Technique tips – management of a precision attachment crown fractured at gingival level

From Volume 39, Issue 10, December 2012 | Page 744

Authors

Peter J Sands

MSc, BDS (ULond) LDS RCS (Eng)

General Dental Practitioner and Part-time Clinical Lecturer, Abingdon, Oxfordshire, UK

Articles by Peter J Sands

Article

Extra-coronal precision attachments can help retain removable partial dentures and can avoid the need for visible clasps.1 There are a number of different attachments in use and, in this particular case, a Mini-SG®F2 was used to help retain a removable partial denture (Figure 1). The male attachment was incorporated into a porcelain fused-to-metal crown, and the female portion into the partial denture (Figure 2). Both functioned well for nine years but then the crown fractured off at the gingival margin. Some caries was noted in the remaining root. The options available in this situation are limited as there was no supragingival tooth onto which the crown could be cemented. If the tooth was to be retained, then a root-filling would be necessary, followed by a post-retained core. The crown would then have to be re-cemented in exactly the same position, otherwise the precision attachment would not align with the RPD. The patient was keen not to lose the attachment as it has functioned so well.

Figure 1. Male component of the Mini SG attachment.
Figure 2. Male and female components.

The solution was to reposition the tooth temporarily onto the root, ensuring that the denture would still fit, and then to make a GC Pattern Resin3 jig which would help position the tooth later (Figure 3).

Figure 3. GC Pattern Resin jig to allow repositioning of the crown.

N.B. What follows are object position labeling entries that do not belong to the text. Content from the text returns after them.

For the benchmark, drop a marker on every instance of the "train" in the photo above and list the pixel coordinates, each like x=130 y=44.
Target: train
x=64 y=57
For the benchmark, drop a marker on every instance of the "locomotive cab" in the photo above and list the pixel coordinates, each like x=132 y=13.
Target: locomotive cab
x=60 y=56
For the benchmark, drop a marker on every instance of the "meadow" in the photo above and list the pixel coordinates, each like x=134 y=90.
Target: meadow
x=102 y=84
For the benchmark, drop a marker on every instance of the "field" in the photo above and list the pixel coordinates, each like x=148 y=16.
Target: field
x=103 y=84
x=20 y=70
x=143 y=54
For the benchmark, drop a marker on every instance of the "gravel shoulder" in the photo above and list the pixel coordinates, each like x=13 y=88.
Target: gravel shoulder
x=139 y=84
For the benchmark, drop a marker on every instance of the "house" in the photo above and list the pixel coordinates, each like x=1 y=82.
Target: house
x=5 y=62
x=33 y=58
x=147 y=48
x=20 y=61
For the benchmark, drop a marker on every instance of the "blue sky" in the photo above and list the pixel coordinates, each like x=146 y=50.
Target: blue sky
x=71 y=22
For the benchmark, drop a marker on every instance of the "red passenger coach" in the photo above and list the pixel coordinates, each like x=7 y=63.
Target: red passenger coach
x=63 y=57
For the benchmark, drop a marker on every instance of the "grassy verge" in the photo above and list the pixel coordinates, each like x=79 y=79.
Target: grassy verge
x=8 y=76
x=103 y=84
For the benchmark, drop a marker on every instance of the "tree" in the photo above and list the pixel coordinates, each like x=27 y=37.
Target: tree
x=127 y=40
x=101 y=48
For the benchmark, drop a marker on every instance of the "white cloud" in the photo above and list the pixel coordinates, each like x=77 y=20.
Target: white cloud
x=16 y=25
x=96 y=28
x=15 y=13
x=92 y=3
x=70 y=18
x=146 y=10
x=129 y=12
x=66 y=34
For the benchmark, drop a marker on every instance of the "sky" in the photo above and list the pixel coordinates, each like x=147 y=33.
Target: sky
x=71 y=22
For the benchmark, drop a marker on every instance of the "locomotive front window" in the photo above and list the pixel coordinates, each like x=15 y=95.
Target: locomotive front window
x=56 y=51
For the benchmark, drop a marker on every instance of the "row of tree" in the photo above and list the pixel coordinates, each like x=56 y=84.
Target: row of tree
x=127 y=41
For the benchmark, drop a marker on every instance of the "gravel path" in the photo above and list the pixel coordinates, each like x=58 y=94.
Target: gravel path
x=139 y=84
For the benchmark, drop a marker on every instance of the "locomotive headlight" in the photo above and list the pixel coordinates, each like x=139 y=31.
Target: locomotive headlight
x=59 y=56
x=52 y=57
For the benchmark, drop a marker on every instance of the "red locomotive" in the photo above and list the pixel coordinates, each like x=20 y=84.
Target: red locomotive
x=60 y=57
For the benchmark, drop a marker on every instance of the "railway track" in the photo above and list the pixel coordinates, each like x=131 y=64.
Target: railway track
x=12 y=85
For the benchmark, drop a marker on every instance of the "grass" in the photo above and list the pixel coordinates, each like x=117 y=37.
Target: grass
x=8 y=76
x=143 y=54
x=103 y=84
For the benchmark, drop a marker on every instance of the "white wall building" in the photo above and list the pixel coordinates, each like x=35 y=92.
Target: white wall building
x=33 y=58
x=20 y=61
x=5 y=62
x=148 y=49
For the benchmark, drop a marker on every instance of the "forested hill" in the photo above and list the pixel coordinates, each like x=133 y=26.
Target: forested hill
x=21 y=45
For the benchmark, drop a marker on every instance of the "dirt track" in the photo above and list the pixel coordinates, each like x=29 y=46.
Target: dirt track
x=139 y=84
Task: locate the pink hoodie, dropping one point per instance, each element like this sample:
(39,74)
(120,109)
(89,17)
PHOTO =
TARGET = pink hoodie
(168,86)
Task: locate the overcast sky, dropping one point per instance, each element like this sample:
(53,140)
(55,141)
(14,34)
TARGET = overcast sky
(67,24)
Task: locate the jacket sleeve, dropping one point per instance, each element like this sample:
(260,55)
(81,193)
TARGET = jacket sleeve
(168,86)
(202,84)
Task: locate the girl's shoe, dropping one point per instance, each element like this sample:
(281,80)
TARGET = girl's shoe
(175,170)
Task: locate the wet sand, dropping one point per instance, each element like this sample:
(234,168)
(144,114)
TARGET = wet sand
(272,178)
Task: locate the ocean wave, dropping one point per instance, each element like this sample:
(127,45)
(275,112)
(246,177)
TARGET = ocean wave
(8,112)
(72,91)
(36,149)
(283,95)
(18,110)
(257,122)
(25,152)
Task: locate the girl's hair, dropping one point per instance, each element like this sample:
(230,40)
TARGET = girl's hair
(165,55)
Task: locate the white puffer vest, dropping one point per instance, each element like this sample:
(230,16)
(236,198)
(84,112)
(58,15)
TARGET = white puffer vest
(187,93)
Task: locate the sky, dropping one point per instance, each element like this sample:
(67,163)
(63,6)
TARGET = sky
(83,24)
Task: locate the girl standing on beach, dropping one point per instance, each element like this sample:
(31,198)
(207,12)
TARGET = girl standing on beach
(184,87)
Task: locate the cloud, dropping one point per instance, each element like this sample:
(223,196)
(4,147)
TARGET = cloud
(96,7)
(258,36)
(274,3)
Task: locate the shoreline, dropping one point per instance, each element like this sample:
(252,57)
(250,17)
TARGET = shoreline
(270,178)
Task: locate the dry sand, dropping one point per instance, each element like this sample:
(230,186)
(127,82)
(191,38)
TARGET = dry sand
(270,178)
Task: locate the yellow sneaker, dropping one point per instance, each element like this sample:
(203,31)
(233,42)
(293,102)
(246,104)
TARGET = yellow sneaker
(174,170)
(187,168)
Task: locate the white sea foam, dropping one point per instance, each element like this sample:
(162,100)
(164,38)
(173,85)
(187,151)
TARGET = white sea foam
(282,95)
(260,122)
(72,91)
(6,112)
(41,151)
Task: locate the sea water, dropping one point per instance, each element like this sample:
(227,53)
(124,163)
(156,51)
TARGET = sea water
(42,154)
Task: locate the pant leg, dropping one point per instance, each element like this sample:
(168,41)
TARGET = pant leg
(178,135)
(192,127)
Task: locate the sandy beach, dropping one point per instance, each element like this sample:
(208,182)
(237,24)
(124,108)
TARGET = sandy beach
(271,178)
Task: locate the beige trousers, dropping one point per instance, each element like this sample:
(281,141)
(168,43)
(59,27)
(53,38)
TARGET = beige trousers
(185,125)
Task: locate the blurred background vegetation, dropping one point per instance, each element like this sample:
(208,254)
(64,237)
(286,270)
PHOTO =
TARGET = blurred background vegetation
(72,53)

The crown was then removed and the tooth tissue removed from inside the crown.

Root canal treatment was completed and two fibre posts cemented with Rely X Unicem(3M ESPE, St Paul, Minn, USA) (Figure 4).

Figure 4. Two fibre posts cemented in place prior to core build-up.

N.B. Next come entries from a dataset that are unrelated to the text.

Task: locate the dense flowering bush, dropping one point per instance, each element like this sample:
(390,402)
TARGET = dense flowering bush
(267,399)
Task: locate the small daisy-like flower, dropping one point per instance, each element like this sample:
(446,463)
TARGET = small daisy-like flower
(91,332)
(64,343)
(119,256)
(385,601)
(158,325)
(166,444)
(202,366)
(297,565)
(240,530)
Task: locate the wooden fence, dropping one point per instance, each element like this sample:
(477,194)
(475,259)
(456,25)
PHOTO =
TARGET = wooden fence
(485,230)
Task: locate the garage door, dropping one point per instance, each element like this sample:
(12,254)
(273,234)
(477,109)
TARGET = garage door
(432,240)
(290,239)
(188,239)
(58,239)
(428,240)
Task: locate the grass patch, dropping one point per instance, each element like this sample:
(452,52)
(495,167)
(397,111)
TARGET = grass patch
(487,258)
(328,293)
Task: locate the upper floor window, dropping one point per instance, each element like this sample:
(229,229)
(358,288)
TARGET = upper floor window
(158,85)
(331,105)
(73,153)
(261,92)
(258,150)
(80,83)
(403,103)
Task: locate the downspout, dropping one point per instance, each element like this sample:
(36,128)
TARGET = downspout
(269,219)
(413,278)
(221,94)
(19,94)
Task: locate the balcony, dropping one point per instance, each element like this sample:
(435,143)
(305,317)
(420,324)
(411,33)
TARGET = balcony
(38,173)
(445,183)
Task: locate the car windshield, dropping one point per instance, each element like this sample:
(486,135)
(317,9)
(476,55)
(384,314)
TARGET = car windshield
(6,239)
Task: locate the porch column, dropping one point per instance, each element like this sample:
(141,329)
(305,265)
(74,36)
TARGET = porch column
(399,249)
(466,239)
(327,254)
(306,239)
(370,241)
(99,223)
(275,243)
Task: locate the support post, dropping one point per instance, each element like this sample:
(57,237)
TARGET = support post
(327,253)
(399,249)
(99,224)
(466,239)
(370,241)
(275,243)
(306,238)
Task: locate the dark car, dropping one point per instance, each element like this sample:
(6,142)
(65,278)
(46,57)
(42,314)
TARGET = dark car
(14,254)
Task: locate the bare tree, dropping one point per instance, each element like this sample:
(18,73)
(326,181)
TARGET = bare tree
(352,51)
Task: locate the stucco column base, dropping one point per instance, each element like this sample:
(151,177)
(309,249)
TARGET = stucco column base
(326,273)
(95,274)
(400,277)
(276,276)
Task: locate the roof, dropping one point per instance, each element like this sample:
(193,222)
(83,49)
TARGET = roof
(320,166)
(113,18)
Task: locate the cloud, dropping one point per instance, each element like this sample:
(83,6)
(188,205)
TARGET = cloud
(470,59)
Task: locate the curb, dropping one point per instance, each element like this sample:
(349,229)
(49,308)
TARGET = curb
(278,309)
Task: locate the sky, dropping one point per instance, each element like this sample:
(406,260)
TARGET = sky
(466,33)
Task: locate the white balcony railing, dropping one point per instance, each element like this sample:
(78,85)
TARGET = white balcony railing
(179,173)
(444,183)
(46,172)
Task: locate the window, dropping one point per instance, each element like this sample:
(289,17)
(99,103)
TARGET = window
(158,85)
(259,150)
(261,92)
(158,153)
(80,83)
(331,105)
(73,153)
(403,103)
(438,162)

A composite core was built up on the posts and root face and prepared, allowing the crown to fit over the core. Because the profile of the root face had changed, the jig would be necessary to cement the crown in exactly the same place as it was prior to breaking, thus allowing the correct fit of the RPD. The crown was placed into the jig and then cemented onto the core with Rely X Unicem. Owing to the slight discrepancy in the shape of the root face after the caries removal and root canal treatment, some of the lute filled this defect. Any excess cement was then trimmed away with a fine diamond finishing bur and polished (Figures 5 and 6). The long-term prognosis of this restoration will be in doubt as there was no ferrule, but it remains in function six months later.

Figure 5. Crown re-cemented having used the jig to allow correct positioning.
Figure 6. Crown and denture in situ.